The integrated model shows that the water cone causes the gas flow rate from
each gas layer to decrease and the liquid holdup in the wellbore to increase.
Depending on reservoir conditions, the well may enter into a mode of unsteady
production during which the gas flow rate cycles over a period of several days.
The reason for this unsteady flow is uncovered by the simulation.
Simulation results are compared with operational experience and full field
reservoir simulations. The integrated model provides more realistic results
compared to methods where the reservoir and the wellbore are modeled
separately.
Introduction
Oil and gas production from the mature fields often encounters challenges as
the reservoir depletes. Liquid loading in gas wells is one of them. Several
techniques have been developed throughout the years to address the issue of gas
well loading[1]. Though some of the techniques are well established,
there is a growing demand for better simulation tools to optimize the
operations.
For example, dynamic wellbore/reservoir integrated simulation is required
when studying the transient liquid loading processes in gas wells. On the one
hand, a reservoir model is needed to simulate the changes in well productivity
and phase mobility as fluid saturations gradually change in the near wellbore
area. On the other hand, a transient wellbore multiphase flow model is required
to predict the onset of loading and the flow transients resulting from liquid
accumulation.
Furthermore the mechanisms of the many liquid loading mitigation techniques
(plunger-lift, compression, pumping, and gas-lift) are dynamic processes where
the variables are constantly changing and interacting with each other.
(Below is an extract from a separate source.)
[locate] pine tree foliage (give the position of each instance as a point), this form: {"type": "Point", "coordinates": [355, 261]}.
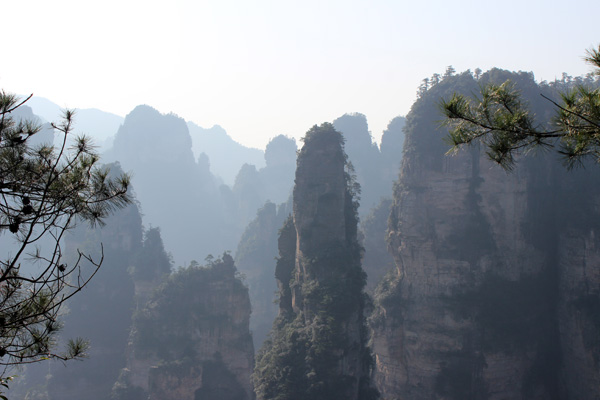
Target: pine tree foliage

In that
context, it is becoming evident that the complete system from the reservoir to
the receiving facility must be considered as a whole rather than each component
being studied separately.
There are also some other dynamic situations where interactions between
reservoir and wellbore are important:
- Severe slugging in pipelines and wells can cause fluctuations in
bottom-hole pressure that affect the flow from the reservoir. Depending on the
characteristics of the near-wellbore region the variations in the inflow can
feed forward and aggravate the unstable behavior of the system.
- At low flow rates there can be slow liquid build-up in the wellbore
resulting in either the liquid being lifted out in a steady or unsteady flow
pattern or the well dying.
- During well shut-in, the pressure will build up more slowly in the
near-wellbore reservoir than in the wellbore resulting in a delayed shut-in
pressure peak and holdup buildup. At start-up, the well may produce a large
slug or not be able to start flowing.
- Under case of density-wave instability or casing heading in gas-lifted
wells, the near-wellbore region will interact with the flow in the tubing and
may contribute to dampen or amplify the oscillations.
- Gas and water coning in the near wellbore region cause the inflow to change
with time, which affect the operation of the downstream equipment.
In all the above cases, a coupled model of the wellbore and near-wellbore
reservoir is required to accurately simulate the dynamics, analyse the
phenomena, and numerically test the remedial actions or control schemes. Some
cases above are addressed in a separate publication[2] using
the same integrated model introduced in this paper.